17 July, 2019

Sterling tumbled to its lowest in two years against the Dollar

This morning, Sterling tumbled to its lowest in two years against the Dollar, standing at around $1.24 and has dipped further this afternoon standing at $1.2399.

Funds manager at Janus Henderson Investors, Laura Foll, believes that the fall was bought on by Brexit and the Conservative leadership campaign.

Sir Richard Branson, founder of the Virgin Group, had previously stated to BBC that if there is a no-deal Brexit, the pound may well fall against the Dollar; to which Laura Foll responded, “that’s quite a common perception”.

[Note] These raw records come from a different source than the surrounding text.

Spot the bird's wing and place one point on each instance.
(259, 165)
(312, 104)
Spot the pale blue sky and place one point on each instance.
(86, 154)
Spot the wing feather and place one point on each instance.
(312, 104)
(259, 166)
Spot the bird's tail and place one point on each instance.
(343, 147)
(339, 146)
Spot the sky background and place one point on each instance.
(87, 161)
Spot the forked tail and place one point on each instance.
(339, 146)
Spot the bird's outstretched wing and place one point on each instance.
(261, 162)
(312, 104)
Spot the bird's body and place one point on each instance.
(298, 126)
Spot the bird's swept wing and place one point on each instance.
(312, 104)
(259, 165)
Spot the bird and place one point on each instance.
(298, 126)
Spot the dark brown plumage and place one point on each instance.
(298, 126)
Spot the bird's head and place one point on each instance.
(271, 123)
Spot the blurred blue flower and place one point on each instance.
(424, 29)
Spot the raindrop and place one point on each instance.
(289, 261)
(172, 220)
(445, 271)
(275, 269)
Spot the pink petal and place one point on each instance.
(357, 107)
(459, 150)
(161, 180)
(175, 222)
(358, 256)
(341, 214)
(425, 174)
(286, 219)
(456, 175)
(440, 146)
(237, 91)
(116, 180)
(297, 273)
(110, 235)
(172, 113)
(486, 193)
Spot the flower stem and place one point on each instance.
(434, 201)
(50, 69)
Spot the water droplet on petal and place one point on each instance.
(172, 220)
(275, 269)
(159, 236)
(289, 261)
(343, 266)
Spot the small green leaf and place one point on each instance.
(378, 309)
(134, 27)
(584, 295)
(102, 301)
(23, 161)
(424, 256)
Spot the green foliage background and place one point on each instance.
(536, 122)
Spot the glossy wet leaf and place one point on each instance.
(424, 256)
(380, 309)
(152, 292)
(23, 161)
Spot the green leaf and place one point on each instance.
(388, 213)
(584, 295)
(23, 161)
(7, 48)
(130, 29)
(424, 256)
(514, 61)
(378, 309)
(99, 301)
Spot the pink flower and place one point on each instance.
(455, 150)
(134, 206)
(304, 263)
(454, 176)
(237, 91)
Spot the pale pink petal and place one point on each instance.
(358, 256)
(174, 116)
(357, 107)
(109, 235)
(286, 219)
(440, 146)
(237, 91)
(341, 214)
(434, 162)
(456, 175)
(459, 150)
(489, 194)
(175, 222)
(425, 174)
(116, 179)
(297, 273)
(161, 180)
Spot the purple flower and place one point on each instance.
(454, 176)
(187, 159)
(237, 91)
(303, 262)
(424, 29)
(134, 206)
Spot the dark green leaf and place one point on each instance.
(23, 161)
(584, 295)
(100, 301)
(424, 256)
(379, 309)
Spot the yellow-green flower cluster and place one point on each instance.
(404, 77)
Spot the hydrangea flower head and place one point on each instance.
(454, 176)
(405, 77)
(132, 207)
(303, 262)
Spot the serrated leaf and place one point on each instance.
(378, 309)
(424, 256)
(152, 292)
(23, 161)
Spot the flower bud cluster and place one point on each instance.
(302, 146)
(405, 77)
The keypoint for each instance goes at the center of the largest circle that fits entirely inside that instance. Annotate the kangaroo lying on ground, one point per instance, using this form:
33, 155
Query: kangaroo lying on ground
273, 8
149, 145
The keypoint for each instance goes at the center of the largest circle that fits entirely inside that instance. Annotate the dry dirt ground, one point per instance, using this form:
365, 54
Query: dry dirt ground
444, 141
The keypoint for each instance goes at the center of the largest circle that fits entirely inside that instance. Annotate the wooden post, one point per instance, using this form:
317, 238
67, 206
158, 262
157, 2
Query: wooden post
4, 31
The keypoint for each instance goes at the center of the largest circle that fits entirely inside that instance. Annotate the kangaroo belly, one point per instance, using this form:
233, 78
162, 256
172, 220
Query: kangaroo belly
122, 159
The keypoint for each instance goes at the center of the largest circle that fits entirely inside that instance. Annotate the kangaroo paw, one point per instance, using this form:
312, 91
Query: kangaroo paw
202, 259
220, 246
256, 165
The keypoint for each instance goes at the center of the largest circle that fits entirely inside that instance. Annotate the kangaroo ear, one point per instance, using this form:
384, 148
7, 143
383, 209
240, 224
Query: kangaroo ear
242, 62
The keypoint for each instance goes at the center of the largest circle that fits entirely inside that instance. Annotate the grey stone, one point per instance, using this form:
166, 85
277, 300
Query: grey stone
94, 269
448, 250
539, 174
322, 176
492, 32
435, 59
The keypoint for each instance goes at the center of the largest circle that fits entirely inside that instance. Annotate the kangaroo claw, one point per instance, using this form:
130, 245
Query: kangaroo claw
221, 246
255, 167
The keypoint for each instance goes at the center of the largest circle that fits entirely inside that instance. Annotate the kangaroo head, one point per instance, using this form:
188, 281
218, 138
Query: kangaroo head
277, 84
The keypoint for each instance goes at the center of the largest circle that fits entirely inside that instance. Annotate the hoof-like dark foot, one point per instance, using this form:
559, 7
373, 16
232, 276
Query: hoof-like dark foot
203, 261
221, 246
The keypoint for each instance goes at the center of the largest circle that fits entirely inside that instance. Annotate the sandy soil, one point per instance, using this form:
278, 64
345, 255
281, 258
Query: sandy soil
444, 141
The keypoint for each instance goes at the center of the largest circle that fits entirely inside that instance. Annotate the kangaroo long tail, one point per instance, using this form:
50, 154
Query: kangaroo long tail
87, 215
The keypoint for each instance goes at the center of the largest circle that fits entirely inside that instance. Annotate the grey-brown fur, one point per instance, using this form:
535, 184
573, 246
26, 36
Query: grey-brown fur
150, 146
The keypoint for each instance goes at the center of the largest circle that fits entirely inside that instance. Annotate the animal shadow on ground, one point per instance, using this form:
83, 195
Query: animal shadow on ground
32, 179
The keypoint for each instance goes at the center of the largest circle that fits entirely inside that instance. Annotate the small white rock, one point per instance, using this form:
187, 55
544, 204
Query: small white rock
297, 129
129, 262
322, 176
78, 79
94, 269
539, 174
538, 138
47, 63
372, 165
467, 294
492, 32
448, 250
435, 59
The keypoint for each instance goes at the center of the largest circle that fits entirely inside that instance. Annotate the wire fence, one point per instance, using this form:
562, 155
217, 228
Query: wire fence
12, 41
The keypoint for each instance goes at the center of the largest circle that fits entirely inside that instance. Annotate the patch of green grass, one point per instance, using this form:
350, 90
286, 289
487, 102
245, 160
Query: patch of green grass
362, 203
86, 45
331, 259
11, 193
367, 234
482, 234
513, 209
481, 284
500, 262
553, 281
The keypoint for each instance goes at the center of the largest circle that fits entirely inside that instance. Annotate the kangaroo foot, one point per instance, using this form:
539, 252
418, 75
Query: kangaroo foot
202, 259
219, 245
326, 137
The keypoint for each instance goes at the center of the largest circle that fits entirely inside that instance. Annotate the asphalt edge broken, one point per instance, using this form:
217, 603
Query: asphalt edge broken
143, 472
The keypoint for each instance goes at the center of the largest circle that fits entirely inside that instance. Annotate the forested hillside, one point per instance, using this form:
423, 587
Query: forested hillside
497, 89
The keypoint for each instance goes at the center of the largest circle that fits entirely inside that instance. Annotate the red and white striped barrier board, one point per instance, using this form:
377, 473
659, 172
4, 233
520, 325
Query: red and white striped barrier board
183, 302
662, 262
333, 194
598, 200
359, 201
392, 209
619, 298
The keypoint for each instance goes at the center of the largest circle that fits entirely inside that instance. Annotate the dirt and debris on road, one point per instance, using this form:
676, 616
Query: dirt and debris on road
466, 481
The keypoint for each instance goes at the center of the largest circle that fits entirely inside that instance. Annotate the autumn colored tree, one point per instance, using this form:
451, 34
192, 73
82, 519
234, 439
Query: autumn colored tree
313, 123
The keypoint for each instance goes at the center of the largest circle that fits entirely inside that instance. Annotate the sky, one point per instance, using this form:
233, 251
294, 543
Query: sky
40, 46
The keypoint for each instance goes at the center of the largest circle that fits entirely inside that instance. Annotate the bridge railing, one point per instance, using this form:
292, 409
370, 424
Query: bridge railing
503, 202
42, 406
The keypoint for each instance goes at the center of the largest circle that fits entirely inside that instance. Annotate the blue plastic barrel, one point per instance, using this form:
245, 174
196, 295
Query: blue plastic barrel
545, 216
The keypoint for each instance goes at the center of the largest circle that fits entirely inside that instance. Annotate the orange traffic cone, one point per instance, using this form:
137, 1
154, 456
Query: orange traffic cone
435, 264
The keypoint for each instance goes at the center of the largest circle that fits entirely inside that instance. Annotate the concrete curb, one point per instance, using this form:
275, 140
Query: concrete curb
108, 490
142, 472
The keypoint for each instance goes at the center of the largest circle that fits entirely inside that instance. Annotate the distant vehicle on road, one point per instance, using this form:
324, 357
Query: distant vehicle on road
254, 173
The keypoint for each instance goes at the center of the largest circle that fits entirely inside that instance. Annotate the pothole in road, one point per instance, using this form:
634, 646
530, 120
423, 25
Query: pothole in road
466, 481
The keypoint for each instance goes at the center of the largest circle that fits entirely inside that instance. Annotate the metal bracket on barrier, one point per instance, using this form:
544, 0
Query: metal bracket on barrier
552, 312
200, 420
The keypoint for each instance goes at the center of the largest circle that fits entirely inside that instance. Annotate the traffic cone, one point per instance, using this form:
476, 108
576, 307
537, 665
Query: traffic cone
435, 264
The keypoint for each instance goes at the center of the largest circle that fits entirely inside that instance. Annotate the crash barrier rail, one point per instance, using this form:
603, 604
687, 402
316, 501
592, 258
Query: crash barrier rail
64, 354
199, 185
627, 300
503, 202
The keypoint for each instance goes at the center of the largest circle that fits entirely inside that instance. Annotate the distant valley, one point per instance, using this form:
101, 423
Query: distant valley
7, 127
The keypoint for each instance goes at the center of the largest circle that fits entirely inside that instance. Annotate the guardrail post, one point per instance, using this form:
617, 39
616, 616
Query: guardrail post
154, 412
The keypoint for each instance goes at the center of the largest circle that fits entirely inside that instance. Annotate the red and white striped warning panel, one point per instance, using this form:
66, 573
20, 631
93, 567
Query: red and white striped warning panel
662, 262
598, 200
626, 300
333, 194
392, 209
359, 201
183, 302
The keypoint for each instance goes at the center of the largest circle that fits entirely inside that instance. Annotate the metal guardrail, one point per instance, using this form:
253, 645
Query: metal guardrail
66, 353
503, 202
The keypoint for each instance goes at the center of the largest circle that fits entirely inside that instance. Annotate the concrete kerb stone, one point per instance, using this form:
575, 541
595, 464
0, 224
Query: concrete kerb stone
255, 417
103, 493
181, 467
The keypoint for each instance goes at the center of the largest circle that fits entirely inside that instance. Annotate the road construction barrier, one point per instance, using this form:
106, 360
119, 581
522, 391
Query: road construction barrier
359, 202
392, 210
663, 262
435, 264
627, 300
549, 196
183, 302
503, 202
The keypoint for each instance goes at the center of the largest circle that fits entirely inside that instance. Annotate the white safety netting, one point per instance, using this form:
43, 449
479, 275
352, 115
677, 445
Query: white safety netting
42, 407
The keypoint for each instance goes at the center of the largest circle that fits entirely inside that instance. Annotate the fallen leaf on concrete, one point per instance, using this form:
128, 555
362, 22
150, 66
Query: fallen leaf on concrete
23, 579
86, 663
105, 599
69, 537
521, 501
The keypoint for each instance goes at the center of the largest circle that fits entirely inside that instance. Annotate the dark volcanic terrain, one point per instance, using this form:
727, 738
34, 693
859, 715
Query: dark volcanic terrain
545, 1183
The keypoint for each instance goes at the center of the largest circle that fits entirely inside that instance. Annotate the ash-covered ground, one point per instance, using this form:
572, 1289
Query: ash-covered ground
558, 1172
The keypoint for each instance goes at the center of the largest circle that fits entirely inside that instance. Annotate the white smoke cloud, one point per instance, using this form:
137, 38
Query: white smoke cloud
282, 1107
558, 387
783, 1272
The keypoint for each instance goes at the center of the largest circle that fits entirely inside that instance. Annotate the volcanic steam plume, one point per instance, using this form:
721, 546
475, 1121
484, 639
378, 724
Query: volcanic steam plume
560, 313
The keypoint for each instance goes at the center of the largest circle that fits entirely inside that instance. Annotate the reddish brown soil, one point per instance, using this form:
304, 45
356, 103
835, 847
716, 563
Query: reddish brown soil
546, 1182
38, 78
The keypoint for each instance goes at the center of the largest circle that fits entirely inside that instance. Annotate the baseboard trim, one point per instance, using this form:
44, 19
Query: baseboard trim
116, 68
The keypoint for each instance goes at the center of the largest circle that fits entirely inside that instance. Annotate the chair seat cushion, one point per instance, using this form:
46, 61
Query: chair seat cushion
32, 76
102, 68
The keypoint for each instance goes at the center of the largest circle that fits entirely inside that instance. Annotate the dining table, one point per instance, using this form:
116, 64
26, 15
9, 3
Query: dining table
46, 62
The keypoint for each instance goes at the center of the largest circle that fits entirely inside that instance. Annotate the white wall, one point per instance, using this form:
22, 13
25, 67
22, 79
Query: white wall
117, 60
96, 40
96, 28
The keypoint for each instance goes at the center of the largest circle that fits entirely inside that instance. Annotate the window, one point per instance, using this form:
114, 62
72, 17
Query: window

“If Brexit were to go away, we would probably go back to our long-term average versus the Dollar which is about $1.50.”

In other news, according to the figures released by the ONS, Inflation stayed put at 2% in June.

It is still below the average UK wage growth which was up to 3.6% in May.

According to David Cheetham, chief market analyst at XTB Online Trading, the recent Inflation data is less than likely to have an influence on the MPC.

He described it as “still very much of secondary importance given that Brexit uncertainty continues to loom large”.

However, Mr Cheetham believes that the Pound might recover because of the predictions of a no-deal Brexit.

“With so much pessimism around at present there is a feeling that we may be getting a little extreme on the negative side and it would not be at all surprising if there’s a bounce in the not too distant future.

“A kind of sell-the-rumour-buy-the-fact move may well play out, possibly coinciding with the new PM moving into Number 10.”